Lasst euch daher nicht irremachen, wenn gleich nur wenige dafür sind, selbst unter so genannten Frommen und Erweckten. Es ist darunter viel Spreu und unreines Zeug, die auch aus der evangelischen Lehre eine äußere Gesetzlichkeit machen, aber den Geist des Lebens, der da lebendig macht in Christo Jesu (Röm. 8,2), nicht in ihr Herz lassen, bloß die Worte des Evangeliums im Munde führen, aber Gott, Christum nicht im Herzen wohnen lassen, viel weniger zu ihm einkehren und in ihm bleiben. Viele sind berufen, aber wenige auserwählt.

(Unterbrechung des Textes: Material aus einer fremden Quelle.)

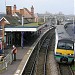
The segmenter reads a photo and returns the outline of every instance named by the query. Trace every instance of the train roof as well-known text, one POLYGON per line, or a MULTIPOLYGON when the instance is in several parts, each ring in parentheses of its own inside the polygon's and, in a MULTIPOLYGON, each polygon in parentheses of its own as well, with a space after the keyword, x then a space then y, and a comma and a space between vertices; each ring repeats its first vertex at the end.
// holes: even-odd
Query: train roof
POLYGON ((71 40, 71 37, 66 32, 66 30, 64 28, 64 25, 57 25, 56 26, 56 32, 57 32, 57 35, 56 36, 58 37, 58 40, 61 40, 61 39, 71 40))

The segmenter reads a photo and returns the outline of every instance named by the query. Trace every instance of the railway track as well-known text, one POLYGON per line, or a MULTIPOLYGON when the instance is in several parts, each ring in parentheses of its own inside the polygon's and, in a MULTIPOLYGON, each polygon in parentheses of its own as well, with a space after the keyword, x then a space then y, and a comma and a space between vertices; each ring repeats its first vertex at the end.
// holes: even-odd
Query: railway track
POLYGON ((41 46, 41 49, 39 51, 38 61, 37 61, 36 75, 47 75, 47 70, 48 70, 47 55, 48 55, 49 47, 52 44, 53 36, 54 36, 54 33, 53 31, 51 31, 41 46))
POLYGON ((67 64, 59 64, 59 71, 60 75, 74 75, 70 65, 67 64))
POLYGON ((46 75, 47 51, 54 28, 42 38, 34 48, 22 75, 46 75))

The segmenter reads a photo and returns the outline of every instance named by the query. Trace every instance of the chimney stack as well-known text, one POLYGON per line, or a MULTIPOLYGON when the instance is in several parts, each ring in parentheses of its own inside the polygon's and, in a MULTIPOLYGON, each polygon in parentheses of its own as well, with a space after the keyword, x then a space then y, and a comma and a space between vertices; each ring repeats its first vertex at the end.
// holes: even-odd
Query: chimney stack
POLYGON ((12 15, 12 7, 11 6, 6 6, 6 14, 12 15))

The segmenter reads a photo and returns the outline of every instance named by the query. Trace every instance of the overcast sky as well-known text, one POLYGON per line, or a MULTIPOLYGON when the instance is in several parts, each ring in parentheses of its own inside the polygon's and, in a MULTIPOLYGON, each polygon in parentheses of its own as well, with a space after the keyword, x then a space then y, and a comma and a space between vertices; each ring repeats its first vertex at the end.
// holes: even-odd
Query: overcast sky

Es sei daher einer oder keiner, der mit dir das Licht im Lichte sucht, bleibe du deswegen nicht in der Finsternis, weil sie diese mehr als das Licht lieben. Kehre du dich zu deinem Gott; suche die Sonne am Himmel, nicht im Keller, und Gott im Geist, nicht im Fleisch und in dem Sichtbaren. Aber sei mit ein paar Sonnenblicken nicht zufrieden, setze dich ihr ganz und recht aus, damit du von ihr ganz durchdrungen wirst.

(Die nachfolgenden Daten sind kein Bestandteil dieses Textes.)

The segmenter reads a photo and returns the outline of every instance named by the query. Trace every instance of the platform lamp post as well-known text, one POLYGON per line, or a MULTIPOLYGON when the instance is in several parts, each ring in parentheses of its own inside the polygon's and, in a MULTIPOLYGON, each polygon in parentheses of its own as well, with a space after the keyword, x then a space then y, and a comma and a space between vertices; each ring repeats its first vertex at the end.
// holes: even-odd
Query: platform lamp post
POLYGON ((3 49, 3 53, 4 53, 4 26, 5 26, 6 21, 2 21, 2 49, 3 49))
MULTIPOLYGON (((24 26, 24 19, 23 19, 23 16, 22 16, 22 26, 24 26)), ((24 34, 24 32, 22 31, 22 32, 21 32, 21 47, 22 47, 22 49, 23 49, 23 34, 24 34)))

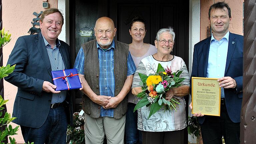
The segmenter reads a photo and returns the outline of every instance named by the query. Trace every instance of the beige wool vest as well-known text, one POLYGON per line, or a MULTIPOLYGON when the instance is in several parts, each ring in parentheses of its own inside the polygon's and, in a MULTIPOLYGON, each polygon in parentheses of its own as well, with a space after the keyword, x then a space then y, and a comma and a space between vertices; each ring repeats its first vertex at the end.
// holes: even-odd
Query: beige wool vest
MULTIPOLYGON (((127 77, 127 60, 129 45, 115 40, 114 70, 115 96, 119 94, 127 77)), ((100 95, 99 84, 99 63, 96 39, 82 45, 84 53, 84 77, 91 88, 97 95, 100 95)), ((87 96, 82 97, 83 110, 93 118, 100 115, 100 105, 93 102, 87 96)), ((127 110, 127 97, 114 109, 114 117, 118 119, 125 114, 127 110)))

Du aber, dem es ernst ist, den innigen Freundschafts- und Vereinigungsbund mit Gott zu schließen, stehe auf deiner Hut und tritt auf deine Feste und siehe zu (Hab. 3), dass du nichts Fremdes und Ungleiches einlässt, dass das Äußere sich nicht einschleiche in die Sphäre des Lichts, seien es nun Bilder, Gedanken oder sonstige innere und äußere Mannigfaltigkeiten. - Das heißt, bewahre, bewache dein Herz, dein Inneres, das Heiligtum des Herrn, in dir wohl, dass sich dein Herz an nichts hängt als an Ihn, dass sich kein Ding, kein Phantasiebild, keine Neigung, kein Götze oder Lieblingsgegenstand in dir festsetze. - Rein ab von allem und Christo an! Das sei dein Wahlspruch, den du in der Tat befolgen musst. Denn lässt du etwas in dein Herz einnisten neben dem Herrn, so wird er es rächen, (denn er kann nichts neben sich dulden), er wird dich mit großer Trockenheit und Dürre des Geistes züchtigen, du wirst in Gleichgültigkeit und Kälte gegen ihn verfallen. Das Gebet und jede fromme Übung wird dir zum Ekel werden, der Umgang mit dem Heiland eine Pein und Marter; du wirst alle Kraft dazu verlieren und nicht mehr wissen, was du anfangen sollst. Das sind die Früchte und Folgen, wenn sich das Herz neben Jesu an etwas hängt.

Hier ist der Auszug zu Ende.